In response to tissue injury, fibroblasts migrate into the wound, where they undergo proliferation and differentiation. The persistence of these differentiated fibroblasts (myofibroblasts) is associated with excessive scarring in various organs. We aimed to investigate the effects of Tannic acid (TA) on fibroblast proliferation and differentiation, and found that TA inhibited fibroblast differentiation as assessed by reduced expression of α‐smooth muscle actin, N‐cadherin, and type‐1‐collagen. TA also prevented the TGF‐β1‐induced alteration in the expression of two classes of genes involved in the remodeling of extracellular matrix (ECM) proteins, namely matrix metalloproteinases (Mmp‐2 and ‐9) and tissue inhibitors of metalloproteinases (Timp‐1 and ‐3).

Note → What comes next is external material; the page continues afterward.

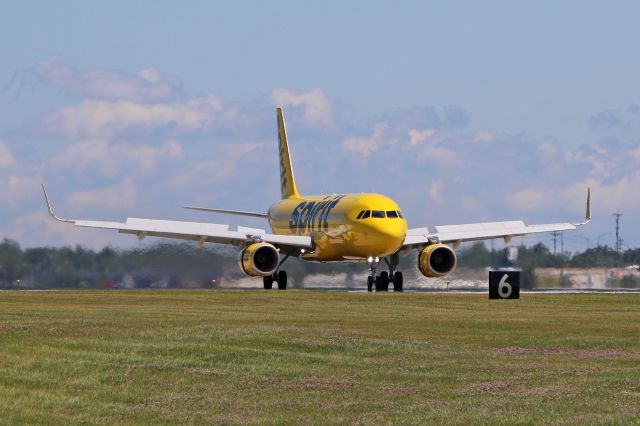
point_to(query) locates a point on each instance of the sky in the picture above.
(461, 111)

Further, TA suppressed TGF‐β1‐induced cell proliferation and induced cell cycle arrest at G0/G1 phase via targeting Cyclins expression. Finally, TA exerted its inhibitory effects by decreasing the phosphorylation of Smad and ERK signaling. In sum, our results suggesting that TA may be a potential therapeutic agent for pathological fibrosis. Tannic acid inhibits TGF‐β1‐induced phosphorylation of Smad and Erk to attenuate TGF‐β1‐induced differentiation, proliferation, and an alteration in the expression of extracellular matrix genes in fibroblasts.